20120702 {Simple} Michael[1] me[2]
20120702 {Full} Michael(Valerie Rose)[1] me(Grave Stormborne)[2]
20120703 {Raid on Deathstrike Dragon} Michael(General Onimaru) Josh(Setsuki) me(Deathstrike Dragon)
20120706 {Full} Josh(Troq Bashar)[1] me(Garus Rook)[3]
Flash Duel: Second Edition

I take one down, but it isn't enough to win the round.

Relevant Links:
Flash Duel (Sirlin Games Website)
Flash Duel Overview (Sirlin Games Website)
Flash Duel: Second Edition (

I decided to give this game a try and it's fun. But my lack of desire to replay the game seems to enforce the idea that I'm currently much more interested in playing video games than board games. With that being said, I recommend you give the game a go when it becomes available for free online. Then if you like it, you can buy it. The website offers both a printed, boxed edition as well as a print-it-yourself version at a cheaper price.

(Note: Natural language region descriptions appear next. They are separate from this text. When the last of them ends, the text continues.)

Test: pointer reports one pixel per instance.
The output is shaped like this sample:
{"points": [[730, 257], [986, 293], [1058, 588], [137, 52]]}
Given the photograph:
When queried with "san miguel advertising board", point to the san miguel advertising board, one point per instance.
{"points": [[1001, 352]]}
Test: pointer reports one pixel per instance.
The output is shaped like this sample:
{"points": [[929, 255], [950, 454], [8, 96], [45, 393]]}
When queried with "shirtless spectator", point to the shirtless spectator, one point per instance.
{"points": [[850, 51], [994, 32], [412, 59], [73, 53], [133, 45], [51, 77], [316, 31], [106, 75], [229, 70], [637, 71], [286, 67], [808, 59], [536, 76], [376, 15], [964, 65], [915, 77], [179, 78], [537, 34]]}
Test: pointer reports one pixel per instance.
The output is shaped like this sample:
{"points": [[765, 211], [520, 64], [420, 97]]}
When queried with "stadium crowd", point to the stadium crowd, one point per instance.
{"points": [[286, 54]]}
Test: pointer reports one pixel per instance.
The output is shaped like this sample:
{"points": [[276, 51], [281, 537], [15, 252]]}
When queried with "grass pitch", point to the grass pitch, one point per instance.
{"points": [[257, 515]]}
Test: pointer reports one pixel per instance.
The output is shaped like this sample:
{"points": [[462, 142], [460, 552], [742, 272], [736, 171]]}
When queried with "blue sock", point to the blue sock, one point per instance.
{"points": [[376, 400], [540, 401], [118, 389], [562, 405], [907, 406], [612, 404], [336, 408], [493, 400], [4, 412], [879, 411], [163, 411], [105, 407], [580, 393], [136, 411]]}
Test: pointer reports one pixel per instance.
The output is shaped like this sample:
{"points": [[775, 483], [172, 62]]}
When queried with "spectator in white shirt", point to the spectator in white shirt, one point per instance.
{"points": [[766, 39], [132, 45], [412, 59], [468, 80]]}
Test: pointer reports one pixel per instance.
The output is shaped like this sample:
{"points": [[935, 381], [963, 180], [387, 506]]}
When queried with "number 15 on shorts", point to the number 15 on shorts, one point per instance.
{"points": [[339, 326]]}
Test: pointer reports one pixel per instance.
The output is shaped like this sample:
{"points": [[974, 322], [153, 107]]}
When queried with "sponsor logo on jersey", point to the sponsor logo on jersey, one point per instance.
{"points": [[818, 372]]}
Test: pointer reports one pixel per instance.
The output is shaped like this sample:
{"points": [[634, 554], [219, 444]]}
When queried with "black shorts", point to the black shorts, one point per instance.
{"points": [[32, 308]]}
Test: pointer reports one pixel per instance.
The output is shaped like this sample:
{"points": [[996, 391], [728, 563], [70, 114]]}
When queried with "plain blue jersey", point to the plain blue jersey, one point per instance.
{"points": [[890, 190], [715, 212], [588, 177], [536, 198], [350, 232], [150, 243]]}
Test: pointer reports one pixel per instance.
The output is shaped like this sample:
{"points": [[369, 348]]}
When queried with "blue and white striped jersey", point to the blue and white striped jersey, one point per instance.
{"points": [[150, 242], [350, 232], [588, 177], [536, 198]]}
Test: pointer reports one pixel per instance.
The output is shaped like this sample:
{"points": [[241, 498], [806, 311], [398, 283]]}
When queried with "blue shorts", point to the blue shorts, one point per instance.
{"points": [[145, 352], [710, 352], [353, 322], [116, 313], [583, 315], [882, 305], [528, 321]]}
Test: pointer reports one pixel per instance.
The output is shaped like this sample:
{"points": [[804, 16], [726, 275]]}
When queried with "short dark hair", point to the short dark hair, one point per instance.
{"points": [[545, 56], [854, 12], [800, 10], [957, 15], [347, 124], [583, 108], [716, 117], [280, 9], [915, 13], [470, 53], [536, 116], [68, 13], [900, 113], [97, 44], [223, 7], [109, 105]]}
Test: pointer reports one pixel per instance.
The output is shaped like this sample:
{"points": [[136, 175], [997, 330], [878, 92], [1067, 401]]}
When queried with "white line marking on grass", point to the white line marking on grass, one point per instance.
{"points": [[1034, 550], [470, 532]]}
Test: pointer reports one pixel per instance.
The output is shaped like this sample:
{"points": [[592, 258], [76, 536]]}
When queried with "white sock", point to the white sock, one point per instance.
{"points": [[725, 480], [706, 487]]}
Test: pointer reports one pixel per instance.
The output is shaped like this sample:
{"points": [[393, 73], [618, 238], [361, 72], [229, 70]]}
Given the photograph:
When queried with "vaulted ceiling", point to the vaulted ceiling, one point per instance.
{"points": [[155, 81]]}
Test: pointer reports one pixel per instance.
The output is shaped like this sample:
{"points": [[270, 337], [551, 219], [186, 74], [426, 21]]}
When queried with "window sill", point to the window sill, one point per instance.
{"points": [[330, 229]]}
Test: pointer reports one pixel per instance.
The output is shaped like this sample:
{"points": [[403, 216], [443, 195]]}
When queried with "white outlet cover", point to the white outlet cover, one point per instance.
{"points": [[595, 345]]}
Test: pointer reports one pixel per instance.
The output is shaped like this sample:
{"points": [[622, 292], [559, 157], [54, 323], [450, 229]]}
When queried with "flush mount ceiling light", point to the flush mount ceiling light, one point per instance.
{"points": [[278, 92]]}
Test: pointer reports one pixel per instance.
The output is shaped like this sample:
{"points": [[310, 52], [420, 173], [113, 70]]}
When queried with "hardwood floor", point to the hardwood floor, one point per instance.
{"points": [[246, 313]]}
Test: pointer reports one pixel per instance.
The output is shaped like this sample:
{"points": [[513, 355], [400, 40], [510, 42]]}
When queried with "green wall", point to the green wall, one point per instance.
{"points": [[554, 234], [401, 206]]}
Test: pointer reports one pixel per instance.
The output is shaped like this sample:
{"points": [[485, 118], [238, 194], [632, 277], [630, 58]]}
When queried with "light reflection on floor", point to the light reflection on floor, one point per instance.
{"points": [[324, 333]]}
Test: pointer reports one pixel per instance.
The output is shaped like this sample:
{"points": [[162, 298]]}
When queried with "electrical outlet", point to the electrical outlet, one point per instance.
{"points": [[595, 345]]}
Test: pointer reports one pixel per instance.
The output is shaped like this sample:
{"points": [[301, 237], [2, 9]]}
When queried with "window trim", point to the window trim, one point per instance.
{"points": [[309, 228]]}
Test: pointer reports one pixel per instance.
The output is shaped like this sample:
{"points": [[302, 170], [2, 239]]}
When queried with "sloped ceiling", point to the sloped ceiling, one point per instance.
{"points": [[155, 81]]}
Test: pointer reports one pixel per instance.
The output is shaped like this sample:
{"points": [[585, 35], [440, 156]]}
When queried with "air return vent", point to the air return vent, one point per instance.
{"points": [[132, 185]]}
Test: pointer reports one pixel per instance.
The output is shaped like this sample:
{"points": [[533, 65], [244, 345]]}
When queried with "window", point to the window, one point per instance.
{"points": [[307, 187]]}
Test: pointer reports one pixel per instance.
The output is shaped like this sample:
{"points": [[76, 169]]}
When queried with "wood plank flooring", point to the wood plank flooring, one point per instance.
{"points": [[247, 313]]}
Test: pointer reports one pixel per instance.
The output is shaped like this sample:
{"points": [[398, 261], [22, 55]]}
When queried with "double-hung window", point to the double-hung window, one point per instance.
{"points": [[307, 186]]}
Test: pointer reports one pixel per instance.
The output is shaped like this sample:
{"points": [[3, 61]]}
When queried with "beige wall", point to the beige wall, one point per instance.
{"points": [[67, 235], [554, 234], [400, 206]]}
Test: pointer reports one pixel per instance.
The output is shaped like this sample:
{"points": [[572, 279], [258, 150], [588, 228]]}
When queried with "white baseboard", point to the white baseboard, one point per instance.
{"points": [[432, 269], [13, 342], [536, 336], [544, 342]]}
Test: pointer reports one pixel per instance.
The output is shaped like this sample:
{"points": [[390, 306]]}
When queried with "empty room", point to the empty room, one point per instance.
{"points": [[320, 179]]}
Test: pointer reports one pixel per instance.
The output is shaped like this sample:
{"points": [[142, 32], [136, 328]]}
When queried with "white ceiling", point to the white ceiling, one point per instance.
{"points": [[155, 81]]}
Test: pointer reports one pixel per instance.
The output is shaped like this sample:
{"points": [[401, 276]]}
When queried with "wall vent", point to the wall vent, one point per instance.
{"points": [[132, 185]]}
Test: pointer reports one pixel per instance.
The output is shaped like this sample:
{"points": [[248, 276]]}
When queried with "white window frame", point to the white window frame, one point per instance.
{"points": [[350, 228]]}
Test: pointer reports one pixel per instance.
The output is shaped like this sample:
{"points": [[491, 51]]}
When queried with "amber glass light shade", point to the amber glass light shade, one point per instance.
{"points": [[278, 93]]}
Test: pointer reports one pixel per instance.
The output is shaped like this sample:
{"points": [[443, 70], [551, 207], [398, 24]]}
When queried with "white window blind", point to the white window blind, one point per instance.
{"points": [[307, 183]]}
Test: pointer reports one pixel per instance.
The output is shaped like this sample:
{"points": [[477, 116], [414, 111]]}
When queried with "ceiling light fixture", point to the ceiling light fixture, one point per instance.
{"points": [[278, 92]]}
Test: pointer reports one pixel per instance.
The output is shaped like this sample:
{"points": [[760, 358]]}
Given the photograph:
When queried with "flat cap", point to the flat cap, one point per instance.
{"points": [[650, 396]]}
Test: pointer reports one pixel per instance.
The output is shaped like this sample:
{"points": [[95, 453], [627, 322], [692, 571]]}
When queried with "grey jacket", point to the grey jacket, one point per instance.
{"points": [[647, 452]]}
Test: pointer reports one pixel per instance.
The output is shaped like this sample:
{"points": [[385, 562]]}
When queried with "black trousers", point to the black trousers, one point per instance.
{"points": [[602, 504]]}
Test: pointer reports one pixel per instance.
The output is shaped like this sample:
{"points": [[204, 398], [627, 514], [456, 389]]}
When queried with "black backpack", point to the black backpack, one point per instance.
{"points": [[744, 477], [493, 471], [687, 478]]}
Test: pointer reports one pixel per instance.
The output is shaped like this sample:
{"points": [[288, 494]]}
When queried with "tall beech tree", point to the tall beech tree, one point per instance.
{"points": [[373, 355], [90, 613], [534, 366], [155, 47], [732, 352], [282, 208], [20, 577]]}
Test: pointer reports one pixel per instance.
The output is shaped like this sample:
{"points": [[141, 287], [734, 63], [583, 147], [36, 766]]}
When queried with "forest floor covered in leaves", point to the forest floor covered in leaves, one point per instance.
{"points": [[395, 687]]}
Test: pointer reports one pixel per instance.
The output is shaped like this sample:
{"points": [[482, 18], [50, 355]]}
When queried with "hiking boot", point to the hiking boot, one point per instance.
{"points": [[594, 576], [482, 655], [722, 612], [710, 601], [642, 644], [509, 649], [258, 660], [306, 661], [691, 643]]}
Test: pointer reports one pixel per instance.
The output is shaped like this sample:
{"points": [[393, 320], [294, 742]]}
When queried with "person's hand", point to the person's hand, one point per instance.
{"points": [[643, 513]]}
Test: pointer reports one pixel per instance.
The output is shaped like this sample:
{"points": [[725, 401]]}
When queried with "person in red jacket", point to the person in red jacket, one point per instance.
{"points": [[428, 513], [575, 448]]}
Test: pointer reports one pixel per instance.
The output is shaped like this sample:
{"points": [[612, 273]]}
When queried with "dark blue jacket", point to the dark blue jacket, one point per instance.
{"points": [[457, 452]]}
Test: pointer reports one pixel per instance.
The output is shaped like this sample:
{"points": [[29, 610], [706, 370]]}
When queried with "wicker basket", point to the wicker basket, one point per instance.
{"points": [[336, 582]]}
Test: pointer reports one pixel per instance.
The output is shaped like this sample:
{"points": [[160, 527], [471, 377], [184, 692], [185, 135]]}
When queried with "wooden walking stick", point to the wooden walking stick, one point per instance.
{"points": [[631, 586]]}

The instructions of the game are clear and quite unambiguous. The design is compact and allows for different modes of play. Certain characters have weaknesses to others and either randomly picking or designing your own characters would help to make the game more fair. Playing the best 3 out of 5 (as given in the instruction manual) is also much better than the best 2 out of 3. It allows each player to make adjustments to the other player's abilities in time to make a comeback. It also diminishes the amount of luck that comes into play.

So far, I find playing aggressively outweighs playing defensively. Though certain players do better defensively.

I wrote: "I win in a simple game best of three. I won. Michael won. I won. Flash Duel. Fun and interesting strategy involved." 10:42 PM PDT

Note that a push only moves your opponent.

A mistake that I made is not knowing that a direct attack can only be blocked, while a dashing strike can be blocked or retreated from. Thus in most cases, a direct attack with a pair has a high chance of winning and a direct attack with a triple is a guaranteed win (unless the opponent has abilities that can help them escape).

I wrote: "If I had known sudden inspiration allowed Michael to ignore a block I would not have attacked, and instead I would have retreated. We arrive at another end game. I beat him with two fours drawn from the pile, making three fours to his one. So now we're 1 and 1. I won the last round by space progression." 11:14 PM PDT

I'm the Deathstrike Dragon! I don't remember the final score, but I'm pretty sure they won.

My chosen abilities were Dragon's Will, Necrotic Boost, Tempest, and Punish Insolence. Dragon's Will is pretty useful. In contrast, Punish Insolence is very specific and not so useful, at least not in the 2 vs. 1 mode. Necrotic Boost is less specific, but less useful than I thought it would be. Again, perhaps this is only in the 2 vs. 1 situation. Now that I think about it, Tempest also suffers from being less useful in the 2 vs. 1 game. In addition, under one circumstance, I stupidly took a hit in order to use the card with the goal of turning around and attacking. But somehow it backfired on me.

If I were to play 2 vs. 1 Deathstrike Dragon again, I'd choose Deep Breath, Bonecrusher, Perfect Counter, and Dragon's Will. Possibly instead of one of those cards I'd choose Black Diamond Hole.

The Deathstrike Dragon (me) dies.

I wrote: "I am Rook. Josh is Troq. Josh won first. He used his ability to take 5's. In the second game I used Thunderclap to win. Again. In the last round, I barely won by being further along the bridge." 11:56 PM PDT

Note: On 20120710, I went through the tutorial for Fantasy Strike, which is available online. It plays a bit like Dominion, where you build a deck from a common pile of actions and money. The printed game uses chips. Each character has three unique ability actions.